Sparse checkouts with git

Sunil Pai edited this page Aug 6, 2020 · 1 revision

tl;dr -

  • make sure git --version returns 2.27.0 or higher.
  • git clone --filter=blob:none --sparse <repo> --depth=1
  • git sparse-checkout set <path> <path> <...path>

So. You've just joined a new product team, and you got a fresh laptop, and you're reading to write some code. You head to the github/bitbucket/internal git hosting page, and notice the codebase is HUGE. There could be many reasons for this -

  • It could be a so called 'monorepo', hosting many applications and dependencies, being worked on by many teams concurrently.
  • It could have a long history, possibly spanning decades, and thousands and thousands of commits.
  • It could be holding a number of large files, like movies or large .psd/.ai/etc asset files, heavy on graphics/audio/video.
  • [more?]

Now you could run git clone <path> and head off for a couple of hours to get introduced to office gossip and terrible coffee, but you're smarter than that. If only there was a way to:

  • checkout just a slice of the codebase, with only the folders you're interested in.
  • only the latest code, since you're not interested in having the past history of the codebase on your local machine

Drum roll... This is totally doable! The git feature is called a 'sparse checkout'; it was introduced in January this year (2020). This github post goes into some detail and is a recommended read.
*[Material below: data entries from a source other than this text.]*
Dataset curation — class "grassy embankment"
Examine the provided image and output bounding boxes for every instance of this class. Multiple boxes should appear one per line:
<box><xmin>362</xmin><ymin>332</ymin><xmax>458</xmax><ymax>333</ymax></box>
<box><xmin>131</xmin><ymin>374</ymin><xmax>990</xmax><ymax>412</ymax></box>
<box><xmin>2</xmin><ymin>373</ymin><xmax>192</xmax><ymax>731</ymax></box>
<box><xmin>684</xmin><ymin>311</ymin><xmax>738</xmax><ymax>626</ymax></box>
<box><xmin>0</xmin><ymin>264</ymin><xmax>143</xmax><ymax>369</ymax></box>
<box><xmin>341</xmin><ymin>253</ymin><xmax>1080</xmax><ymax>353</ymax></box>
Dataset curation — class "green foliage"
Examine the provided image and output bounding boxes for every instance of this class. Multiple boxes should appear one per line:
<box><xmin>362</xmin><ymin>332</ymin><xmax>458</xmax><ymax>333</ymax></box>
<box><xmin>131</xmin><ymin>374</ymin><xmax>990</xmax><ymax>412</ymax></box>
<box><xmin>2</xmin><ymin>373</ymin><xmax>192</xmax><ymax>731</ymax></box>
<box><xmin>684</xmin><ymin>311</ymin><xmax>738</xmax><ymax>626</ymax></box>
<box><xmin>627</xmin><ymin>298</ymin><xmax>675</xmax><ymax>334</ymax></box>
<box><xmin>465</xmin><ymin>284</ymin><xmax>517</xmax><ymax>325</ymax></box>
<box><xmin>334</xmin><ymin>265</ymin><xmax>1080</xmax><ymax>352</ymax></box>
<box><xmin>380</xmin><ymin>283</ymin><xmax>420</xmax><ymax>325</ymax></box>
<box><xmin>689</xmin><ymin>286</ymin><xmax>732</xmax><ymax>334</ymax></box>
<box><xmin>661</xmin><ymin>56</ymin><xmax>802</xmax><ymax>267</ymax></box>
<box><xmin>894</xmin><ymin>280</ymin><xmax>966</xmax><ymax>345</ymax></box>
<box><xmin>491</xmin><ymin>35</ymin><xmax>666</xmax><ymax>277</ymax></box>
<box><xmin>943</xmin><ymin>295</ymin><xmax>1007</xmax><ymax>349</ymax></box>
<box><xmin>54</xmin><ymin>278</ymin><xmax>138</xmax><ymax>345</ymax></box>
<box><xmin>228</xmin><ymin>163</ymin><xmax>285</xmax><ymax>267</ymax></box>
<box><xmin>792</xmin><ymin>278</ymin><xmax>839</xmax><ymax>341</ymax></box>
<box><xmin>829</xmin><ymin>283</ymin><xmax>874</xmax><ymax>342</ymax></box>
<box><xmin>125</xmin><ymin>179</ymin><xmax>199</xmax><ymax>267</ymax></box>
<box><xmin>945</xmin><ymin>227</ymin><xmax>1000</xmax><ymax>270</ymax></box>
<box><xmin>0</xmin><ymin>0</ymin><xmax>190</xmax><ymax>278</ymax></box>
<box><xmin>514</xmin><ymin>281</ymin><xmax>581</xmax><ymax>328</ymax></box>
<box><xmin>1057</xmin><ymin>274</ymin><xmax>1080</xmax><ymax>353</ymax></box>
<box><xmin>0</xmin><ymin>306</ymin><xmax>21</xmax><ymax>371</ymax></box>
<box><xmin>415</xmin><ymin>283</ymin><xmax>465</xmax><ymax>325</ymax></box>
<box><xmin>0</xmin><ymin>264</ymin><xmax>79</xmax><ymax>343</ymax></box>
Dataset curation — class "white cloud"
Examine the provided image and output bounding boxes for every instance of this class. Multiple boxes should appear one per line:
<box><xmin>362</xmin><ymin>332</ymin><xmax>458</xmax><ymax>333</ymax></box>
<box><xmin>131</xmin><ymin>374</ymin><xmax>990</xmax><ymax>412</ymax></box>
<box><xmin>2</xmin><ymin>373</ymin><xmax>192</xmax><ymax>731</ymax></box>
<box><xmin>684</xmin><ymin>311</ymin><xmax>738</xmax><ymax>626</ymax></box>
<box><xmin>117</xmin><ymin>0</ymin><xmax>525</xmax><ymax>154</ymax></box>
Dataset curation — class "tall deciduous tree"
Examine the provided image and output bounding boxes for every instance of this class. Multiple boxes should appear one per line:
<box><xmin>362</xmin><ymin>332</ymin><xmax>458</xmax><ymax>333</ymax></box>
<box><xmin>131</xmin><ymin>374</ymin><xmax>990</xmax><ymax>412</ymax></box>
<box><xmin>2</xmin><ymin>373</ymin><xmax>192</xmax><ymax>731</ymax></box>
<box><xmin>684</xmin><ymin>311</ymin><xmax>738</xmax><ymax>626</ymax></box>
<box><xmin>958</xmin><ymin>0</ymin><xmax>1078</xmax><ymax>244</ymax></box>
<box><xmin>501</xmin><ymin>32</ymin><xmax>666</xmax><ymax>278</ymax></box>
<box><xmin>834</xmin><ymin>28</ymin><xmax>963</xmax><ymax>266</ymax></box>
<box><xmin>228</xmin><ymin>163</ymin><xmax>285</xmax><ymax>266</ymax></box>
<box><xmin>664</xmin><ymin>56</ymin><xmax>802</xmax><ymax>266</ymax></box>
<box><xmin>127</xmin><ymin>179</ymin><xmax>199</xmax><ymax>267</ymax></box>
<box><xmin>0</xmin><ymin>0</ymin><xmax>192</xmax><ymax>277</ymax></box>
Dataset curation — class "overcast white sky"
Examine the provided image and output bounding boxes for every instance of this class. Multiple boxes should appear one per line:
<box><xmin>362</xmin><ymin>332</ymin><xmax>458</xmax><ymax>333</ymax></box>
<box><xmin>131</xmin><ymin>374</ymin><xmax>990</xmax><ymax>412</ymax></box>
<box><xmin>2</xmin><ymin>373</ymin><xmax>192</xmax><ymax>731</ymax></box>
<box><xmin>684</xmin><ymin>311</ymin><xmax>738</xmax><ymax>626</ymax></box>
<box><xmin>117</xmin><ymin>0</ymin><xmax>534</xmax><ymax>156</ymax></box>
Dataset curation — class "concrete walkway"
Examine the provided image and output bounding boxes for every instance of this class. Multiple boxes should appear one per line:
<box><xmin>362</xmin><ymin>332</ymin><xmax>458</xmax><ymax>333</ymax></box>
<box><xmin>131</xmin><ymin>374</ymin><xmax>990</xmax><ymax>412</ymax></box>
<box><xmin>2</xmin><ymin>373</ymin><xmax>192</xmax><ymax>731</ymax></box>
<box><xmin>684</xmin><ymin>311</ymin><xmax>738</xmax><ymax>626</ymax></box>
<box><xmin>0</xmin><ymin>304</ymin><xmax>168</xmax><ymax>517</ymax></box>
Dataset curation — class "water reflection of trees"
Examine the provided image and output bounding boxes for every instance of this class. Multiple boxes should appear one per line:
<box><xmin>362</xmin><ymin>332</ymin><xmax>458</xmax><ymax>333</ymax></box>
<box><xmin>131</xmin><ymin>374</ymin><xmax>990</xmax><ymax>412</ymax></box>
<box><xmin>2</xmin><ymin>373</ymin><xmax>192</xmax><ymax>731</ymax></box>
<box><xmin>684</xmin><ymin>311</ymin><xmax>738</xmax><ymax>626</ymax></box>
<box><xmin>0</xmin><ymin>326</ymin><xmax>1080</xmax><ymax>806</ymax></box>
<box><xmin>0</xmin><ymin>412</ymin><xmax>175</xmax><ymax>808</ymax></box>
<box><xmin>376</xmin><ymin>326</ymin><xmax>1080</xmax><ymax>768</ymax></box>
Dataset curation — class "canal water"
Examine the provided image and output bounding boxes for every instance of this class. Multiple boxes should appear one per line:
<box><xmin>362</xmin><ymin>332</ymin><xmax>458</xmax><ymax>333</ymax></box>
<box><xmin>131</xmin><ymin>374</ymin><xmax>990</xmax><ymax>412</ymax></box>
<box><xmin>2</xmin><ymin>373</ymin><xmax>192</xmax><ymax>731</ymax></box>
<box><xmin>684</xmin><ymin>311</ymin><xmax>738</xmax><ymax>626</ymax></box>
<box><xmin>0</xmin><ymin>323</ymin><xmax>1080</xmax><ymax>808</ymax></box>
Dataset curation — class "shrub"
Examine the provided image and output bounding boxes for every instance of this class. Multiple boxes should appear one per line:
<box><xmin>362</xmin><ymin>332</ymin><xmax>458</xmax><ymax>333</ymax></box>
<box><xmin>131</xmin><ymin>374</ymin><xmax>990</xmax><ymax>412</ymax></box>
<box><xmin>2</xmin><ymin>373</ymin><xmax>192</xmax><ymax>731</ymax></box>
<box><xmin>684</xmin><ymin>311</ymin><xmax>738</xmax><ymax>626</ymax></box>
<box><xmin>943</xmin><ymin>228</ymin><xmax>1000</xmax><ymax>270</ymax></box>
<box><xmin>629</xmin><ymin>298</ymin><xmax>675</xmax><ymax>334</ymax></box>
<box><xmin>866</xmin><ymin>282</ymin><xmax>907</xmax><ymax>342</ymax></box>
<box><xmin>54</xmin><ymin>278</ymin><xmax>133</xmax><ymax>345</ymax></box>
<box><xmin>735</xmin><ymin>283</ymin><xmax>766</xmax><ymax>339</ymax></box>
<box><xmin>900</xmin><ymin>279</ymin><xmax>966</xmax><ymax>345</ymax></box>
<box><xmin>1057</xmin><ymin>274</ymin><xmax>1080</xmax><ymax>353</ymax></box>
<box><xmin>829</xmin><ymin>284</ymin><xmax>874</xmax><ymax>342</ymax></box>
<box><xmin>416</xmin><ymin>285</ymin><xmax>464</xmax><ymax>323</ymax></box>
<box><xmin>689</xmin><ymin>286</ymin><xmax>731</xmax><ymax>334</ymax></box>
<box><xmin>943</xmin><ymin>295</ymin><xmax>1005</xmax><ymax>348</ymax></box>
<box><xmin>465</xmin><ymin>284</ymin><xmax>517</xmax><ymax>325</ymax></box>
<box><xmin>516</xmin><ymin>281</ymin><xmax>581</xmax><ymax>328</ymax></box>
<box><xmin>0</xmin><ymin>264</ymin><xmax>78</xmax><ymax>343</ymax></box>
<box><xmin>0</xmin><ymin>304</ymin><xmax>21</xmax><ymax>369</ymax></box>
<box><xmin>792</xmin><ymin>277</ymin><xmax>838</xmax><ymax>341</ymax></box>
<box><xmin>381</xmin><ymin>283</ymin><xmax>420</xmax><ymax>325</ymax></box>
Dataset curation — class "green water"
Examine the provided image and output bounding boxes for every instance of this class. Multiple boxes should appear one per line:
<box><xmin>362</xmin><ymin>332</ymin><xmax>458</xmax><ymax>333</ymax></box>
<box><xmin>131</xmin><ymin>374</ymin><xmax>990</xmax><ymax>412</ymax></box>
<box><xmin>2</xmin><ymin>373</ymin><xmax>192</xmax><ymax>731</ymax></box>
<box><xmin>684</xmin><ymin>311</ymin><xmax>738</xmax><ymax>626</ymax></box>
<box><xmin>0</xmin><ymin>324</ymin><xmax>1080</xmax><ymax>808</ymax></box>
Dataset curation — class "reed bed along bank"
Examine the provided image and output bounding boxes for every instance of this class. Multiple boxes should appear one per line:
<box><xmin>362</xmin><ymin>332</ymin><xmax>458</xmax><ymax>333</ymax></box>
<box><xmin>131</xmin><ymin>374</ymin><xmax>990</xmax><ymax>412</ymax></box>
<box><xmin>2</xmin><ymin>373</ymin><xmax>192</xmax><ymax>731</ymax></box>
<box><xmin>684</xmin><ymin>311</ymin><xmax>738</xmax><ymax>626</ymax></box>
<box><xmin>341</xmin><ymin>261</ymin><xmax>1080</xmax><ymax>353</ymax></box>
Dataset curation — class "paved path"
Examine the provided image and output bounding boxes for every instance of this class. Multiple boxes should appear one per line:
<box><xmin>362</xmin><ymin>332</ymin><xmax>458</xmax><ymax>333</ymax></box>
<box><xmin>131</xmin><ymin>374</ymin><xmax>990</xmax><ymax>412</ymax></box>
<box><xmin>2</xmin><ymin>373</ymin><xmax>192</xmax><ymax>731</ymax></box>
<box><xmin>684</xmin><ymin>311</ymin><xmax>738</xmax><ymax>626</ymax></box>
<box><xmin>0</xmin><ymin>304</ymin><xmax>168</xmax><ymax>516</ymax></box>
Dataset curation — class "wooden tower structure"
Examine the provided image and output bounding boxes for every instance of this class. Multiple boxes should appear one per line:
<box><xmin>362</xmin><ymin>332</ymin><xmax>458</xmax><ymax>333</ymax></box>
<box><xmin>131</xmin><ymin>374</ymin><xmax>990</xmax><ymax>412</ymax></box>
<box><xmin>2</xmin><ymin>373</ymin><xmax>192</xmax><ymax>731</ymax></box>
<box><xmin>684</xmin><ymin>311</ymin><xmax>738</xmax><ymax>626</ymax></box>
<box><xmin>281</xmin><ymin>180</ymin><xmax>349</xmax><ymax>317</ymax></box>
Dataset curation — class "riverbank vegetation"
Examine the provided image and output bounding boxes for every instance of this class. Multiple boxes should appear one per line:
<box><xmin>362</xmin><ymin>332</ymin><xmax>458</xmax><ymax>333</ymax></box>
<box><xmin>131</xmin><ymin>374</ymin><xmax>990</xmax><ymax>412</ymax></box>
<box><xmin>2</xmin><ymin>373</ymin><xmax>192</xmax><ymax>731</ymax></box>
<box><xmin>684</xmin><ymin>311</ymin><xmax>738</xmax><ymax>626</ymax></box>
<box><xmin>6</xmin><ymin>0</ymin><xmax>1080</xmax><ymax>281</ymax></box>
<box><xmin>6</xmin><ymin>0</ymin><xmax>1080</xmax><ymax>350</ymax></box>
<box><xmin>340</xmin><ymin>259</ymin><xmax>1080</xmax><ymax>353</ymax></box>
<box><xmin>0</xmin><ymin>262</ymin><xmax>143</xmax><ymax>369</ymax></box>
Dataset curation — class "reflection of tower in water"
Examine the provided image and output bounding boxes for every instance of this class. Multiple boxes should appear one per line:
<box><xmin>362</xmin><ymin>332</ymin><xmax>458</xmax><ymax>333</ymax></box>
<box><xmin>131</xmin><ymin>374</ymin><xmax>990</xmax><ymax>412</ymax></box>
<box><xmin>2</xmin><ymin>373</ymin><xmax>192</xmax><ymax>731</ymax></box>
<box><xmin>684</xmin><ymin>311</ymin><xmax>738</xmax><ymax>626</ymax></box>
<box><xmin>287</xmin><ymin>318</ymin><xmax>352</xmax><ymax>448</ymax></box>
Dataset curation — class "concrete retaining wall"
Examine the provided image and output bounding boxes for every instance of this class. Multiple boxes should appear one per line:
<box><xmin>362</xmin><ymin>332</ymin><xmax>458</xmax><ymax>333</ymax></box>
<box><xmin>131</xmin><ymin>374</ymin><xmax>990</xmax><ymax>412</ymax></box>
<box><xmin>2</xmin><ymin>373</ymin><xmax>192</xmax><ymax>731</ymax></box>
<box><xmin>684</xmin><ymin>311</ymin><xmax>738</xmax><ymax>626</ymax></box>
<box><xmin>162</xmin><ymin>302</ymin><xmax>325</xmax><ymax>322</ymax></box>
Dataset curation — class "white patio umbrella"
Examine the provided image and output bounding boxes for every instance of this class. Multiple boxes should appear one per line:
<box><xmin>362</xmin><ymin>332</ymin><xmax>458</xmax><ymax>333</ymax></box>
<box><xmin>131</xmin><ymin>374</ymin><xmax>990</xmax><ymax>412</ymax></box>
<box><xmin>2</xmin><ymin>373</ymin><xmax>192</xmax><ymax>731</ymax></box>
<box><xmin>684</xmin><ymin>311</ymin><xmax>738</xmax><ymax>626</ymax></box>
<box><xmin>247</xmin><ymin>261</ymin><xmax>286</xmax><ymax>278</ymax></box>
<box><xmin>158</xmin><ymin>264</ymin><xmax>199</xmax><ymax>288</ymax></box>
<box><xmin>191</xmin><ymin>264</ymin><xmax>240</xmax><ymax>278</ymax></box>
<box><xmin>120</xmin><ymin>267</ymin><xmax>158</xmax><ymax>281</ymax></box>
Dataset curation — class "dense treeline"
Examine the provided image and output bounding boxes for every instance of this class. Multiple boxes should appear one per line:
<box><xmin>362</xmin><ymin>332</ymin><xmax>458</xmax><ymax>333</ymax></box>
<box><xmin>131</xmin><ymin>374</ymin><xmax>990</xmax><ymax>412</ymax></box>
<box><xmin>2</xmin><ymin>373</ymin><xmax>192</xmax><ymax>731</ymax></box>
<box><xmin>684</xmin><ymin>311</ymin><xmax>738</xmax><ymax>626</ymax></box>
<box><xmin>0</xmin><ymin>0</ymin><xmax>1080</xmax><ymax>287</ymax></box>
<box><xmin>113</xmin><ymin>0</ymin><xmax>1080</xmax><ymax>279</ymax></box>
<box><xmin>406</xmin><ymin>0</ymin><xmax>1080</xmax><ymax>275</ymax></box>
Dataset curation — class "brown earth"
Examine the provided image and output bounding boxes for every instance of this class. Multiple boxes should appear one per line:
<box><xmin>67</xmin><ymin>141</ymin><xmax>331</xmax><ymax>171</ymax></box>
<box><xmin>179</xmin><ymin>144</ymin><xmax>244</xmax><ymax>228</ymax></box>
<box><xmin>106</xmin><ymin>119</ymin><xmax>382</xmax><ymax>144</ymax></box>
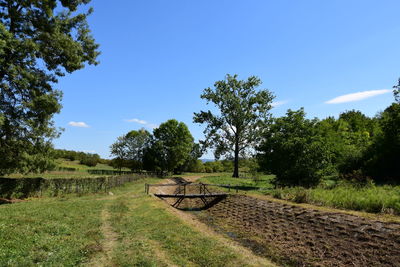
<box><xmin>152</xmin><ymin>178</ymin><xmax>400</xmax><ymax>267</ymax></box>
<box><xmin>198</xmin><ymin>195</ymin><xmax>400</xmax><ymax>266</ymax></box>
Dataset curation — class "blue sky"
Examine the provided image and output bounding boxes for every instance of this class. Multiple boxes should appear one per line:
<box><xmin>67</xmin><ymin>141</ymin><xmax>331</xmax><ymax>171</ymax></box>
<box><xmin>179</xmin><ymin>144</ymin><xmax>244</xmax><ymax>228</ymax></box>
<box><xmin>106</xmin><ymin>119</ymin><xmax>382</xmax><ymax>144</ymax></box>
<box><xmin>54</xmin><ymin>0</ymin><xmax>400</xmax><ymax>158</ymax></box>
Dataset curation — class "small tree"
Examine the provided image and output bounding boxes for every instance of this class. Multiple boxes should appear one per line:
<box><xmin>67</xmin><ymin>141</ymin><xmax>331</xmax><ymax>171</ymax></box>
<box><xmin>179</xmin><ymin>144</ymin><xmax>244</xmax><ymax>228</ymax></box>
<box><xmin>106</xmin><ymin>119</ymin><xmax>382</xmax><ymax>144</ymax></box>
<box><xmin>258</xmin><ymin>109</ymin><xmax>329</xmax><ymax>186</ymax></box>
<box><xmin>194</xmin><ymin>74</ymin><xmax>273</xmax><ymax>177</ymax></box>
<box><xmin>0</xmin><ymin>0</ymin><xmax>99</xmax><ymax>175</ymax></box>
<box><xmin>152</xmin><ymin>119</ymin><xmax>194</xmax><ymax>172</ymax></box>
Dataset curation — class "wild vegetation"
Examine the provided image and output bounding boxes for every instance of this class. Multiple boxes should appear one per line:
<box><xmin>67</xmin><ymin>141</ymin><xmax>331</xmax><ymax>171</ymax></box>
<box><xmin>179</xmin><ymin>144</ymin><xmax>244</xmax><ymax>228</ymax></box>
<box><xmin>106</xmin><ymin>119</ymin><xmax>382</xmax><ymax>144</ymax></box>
<box><xmin>0</xmin><ymin>178</ymin><xmax>273</xmax><ymax>266</ymax></box>
<box><xmin>0</xmin><ymin>0</ymin><xmax>99</xmax><ymax>175</ymax></box>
(inb4; mercurial fans will love to point out that sparse profiles have been a thing with hg for a long time now, but I'd like to remind them that svn had it for years before that, so phbbt.)

NB: It's worth noting the disclaimer on this page, "THIS COMMAND IS EXPERIMENTAL. ITS BEHAVIOR, AND THE BEHAVIOR OF OTHER COMMANDS IN THE PRESENCE OF SPARSE-CHECKOUTS, WILL LIKELY CHANGE IN THE FUTURE." Keep an eye out for any changes in synatx/commands, and we'll make a note to keep this article up to date as we learn of any changes.

TODO:

  • Some approximation of sparse 'profiles', so devs don't have to write folder names themselves, they could read it from a plain text file. Different teams could have separate text files with folder lists in them.
  • Some kind of helper to verify whether any missing dependent folders haven't been checked out, either via calculating a dependency graph, or something else.